50 Years After the Coup NATIONAL POLITICS

Reading of 1973 congressional declaration met with protest from the left

A recent reading of a 1973 congressional declaration calling President Salvador Allende’s administration unconstitutional was met with strong opposition. Many leftist politicians protested the act by booing and showing pictures of the dictatorship’s victims. The reading was seen as an attempt to justify the Sep. 11 coup just weeks before its 50th anniversary.

On Aug. 22, Chile’s lower house of Congress approved a motion to read the 1973 congressional declaration calling President Salvador Allende’s government unconstitutional. The reading inspired a tense stand-off between supporters of the motion and members of the ruling coalition, who protested the historic decision because it was used to justify the Sept. 11, 1973 coup d’état.

Condemnation from the left

The motion was put forward by the Republican Party and supported by the Chile Vamos coalition. It was approved with 50 votes in favor and 42 against. However, the reading was immediately met with criticism from members of the Socialist and Communist parties and the Frente Amplio coalition, who booed and yelled out during the reading of the declaration, calling the members of the right cowards and murderers.

Led by Daniel Manouchehri of the Socialist Party, and Lorena Pizarro of the Communist Party, many leftist representatives held images of the detainees who are still missing from the dictatorship while chanting “Justice and truth, no to impunity.” During the protest, representative Pizarro said, “If you are attempting to quiet us, I will let you know that not even the dictatorship managed to do it.”

The altercation was recorded by Republican Party representative Gonzalo de la Carrera, who shared it on X.

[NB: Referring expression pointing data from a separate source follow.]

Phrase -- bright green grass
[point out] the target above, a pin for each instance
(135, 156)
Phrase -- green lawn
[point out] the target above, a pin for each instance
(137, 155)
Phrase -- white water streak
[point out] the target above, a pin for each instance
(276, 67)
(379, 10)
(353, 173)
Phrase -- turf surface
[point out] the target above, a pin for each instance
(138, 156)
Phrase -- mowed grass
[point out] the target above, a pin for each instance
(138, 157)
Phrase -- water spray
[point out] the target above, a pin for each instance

The event was met with further condemnation by Senator Jose Miguel Insulza of the Socialist Party. “I understand that there were some who thought it was part of being the opposition and did not foresee what happened three weeks later. But those who today know what came later, that La Moneda was bombed, that there was a dictatorship … I call that a fascist, a fascist attitude,” he said.

Protesters who disrupted the congressional session will be sanctioned with fines.

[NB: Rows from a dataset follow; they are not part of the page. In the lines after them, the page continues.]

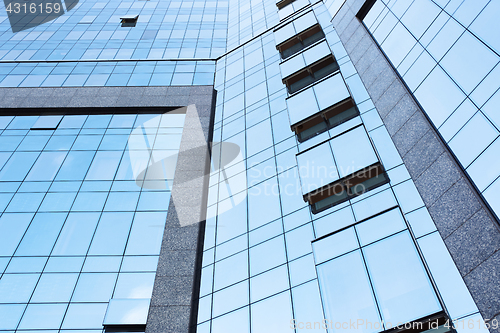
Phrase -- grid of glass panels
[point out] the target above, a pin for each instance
(448, 55)
(259, 271)
(109, 73)
(83, 203)
(92, 30)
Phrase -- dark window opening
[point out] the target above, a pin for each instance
(124, 328)
(363, 11)
(129, 20)
(346, 188)
(283, 3)
(325, 120)
(311, 74)
(436, 323)
(300, 41)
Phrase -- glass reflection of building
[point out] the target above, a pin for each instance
(321, 224)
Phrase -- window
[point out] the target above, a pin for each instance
(129, 20)
(300, 41)
(323, 121)
(347, 187)
(310, 74)
(283, 3)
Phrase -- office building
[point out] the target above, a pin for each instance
(250, 166)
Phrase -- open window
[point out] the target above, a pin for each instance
(347, 187)
(300, 41)
(311, 74)
(339, 169)
(325, 120)
(283, 3)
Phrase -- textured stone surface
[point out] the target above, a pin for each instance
(410, 133)
(454, 207)
(423, 154)
(109, 97)
(172, 290)
(437, 179)
(472, 243)
(168, 319)
(484, 287)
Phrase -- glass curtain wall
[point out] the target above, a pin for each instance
(83, 202)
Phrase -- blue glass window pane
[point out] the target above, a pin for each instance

1973 declaration, an important lead-up to the coup

Aug. 22, 2023 marked the 50th anniversary of the 1973 congressional declaration.

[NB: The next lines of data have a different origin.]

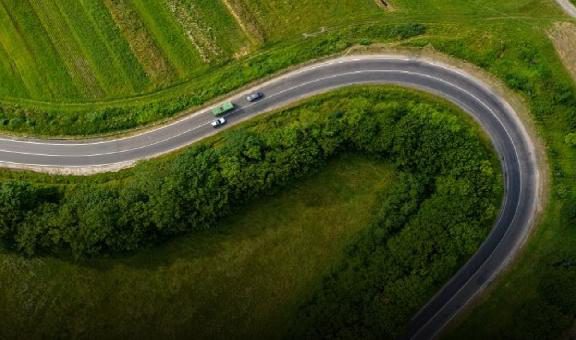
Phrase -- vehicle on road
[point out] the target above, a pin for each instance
(218, 122)
(222, 109)
(256, 96)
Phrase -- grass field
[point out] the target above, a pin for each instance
(245, 279)
(507, 38)
(92, 49)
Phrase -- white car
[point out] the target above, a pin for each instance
(218, 122)
(254, 97)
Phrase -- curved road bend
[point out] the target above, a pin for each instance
(496, 117)
(568, 7)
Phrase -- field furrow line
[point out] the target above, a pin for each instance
(64, 43)
(141, 42)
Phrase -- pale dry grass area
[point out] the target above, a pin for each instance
(563, 36)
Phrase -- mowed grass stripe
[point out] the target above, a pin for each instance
(38, 64)
(169, 36)
(198, 32)
(246, 20)
(216, 17)
(149, 55)
(10, 80)
(116, 45)
(62, 37)
(109, 73)
(278, 17)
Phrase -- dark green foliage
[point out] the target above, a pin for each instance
(431, 220)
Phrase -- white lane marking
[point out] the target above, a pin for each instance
(347, 59)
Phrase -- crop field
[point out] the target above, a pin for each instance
(92, 49)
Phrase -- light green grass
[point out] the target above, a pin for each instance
(246, 277)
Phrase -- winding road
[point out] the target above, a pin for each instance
(568, 7)
(497, 118)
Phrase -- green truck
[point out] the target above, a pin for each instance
(222, 109)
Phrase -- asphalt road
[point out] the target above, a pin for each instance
(568, 7)
(496, 117)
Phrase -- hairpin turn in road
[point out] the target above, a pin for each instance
(506, 131)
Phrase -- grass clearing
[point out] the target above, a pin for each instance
(146, 50)
(243, 279)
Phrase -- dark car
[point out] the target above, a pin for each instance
(218, 122)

Back in 1973, the motion in favor of the declaration passed after an arduous debate on the floor with 81 votes in favor and 47 against, with the Cristian Democratic Party joining with the National Party, a right-wing party created in the 1960s to counteract the influence of the Communist and Socialist parties.

The declaration stated that Allende’s coalition was acting in a totalitarian way and against the democratic system established by the 1925 constitution. It also called the president out for irregular justice practices as well as breaking the constitutional order of the republic, with the intent of establishing a totalitarian government.

Today, this statement is considered an important part of the lead-up to the Sep. 11 coup and a barely-veiled call to the armed forces to intervene in the government.